I tried to calm down. “Overdose,” I said evenly.

“In her chair,” Ana said slowly.

“Yes, in her chair. She died in her chair watching soaps and drinking red wine from a box, and she took too many pills and fucking overdosed and died, okay?” And then I lost it. “Fuck! Why are you asking me about this right now?”

Ana stretched her neck. She was making me wait. She stretched to the right and then she stretched to the left. Then her eyes settled back on me. A flash passed across them. “Last time, you said it was white wine.”

My shoulders locked. I wanted to scream. I wanted to run. “White, red, who fucking cares! Fuck, Ana!”

She blinked. “Interesting” was all she said.

My whole body was vibrating. I was going to explode. Calm down, Nancy. Breathe.

Ana stirred her tea with her finger. It was still steaming. “I’ve never seen you so emotional,” she said.

I made my voice toneless, vacant. “Of course I’m emotional,” I said.

This hollow version of Nancy no longer interested her. Her eyes wandered to the TV. She took a sip of her tea. And then she said, “Look.”

On the screen was Peter’s face. Peter smiling on a sunny day with a toothpick in his teeth. Over his chest his name appeared: PETER TACKMAN. I fumbled for the remote. I pressed the mute button right in time for the newscaster to say, “If you have any information, please call this number.”

“That means they have nothing,” Ana said.

“Oh my God,” I said. “Oh my God, Ana. Oh my God!”

“Oh my free will,” she corrected.

I was defiant. “Oh my God.”

She rolled onto her back like a lazy dog. “The boys want to cook with us tonight. Isn’t that adorable?”

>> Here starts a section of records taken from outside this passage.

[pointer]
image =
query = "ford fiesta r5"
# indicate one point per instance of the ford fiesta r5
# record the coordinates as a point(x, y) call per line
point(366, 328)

“I’m going to say no. They can go out tonight.”

She bit her finger. “I already told them yes.”

“You already told them yes?”

“You were sleeping,” she said. She winked at me. “I like playing Mom. It’s fun.”

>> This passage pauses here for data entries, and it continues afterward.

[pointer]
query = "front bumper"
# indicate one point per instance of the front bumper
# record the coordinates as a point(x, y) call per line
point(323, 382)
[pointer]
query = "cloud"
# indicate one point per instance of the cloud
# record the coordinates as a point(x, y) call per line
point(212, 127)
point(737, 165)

“Oh my God,” I said, just to piss her off.

“Plus, we should act normal right now. We shouldn’t do anything out of the ordinary.”

I knew she was right. This was when we put on our costumes. This was when the charade began. This part was even worse than the crime itself, because it would have to go on forever.

“Nan,” she cooed. “Are you mad? Don’t waste your time being mad. Plus, you can’t be mad at me.” Her sad puppy eyes. Her overdone frown. Like she was taunting me. “I’m dying.”

?

The storm didn’t stop. A tree fell straight across the driveway so we couldn’t leave. I called the tree service. No one picked up. Ana was fine and then she wasn’t fine and then she was fine again. “I’m weakening,” she said, “but it’s not over yet.” She kept asking me to get her things. She was trying to keep me close because she could feel me wanting to get away. Can I have more tea, please? Can I have more Red Vines, please? Nan, can you make me a peanut butter sandwich? You make the best peanut butter sandwiches. Pleeease?

She didn’t eat the sandwich. She barely looked at it.

I said, “You’re not eating.”

She pouted. “Because I can tell you didn’t make that sandwich with love.”

She was dying so I had to be nice. She was dying so I had to refill her tea again and again and again. So many times I began to wonder if she was just pushing me to see how far I would go. She would take three sips and say, “Can you put in a little more hot water, please?” She finally got off the floor and moved to the couch. Her used tea bags—she tossed them into Portico’s tank.

I said, “We should put that outside soon. It’s starting to smell.”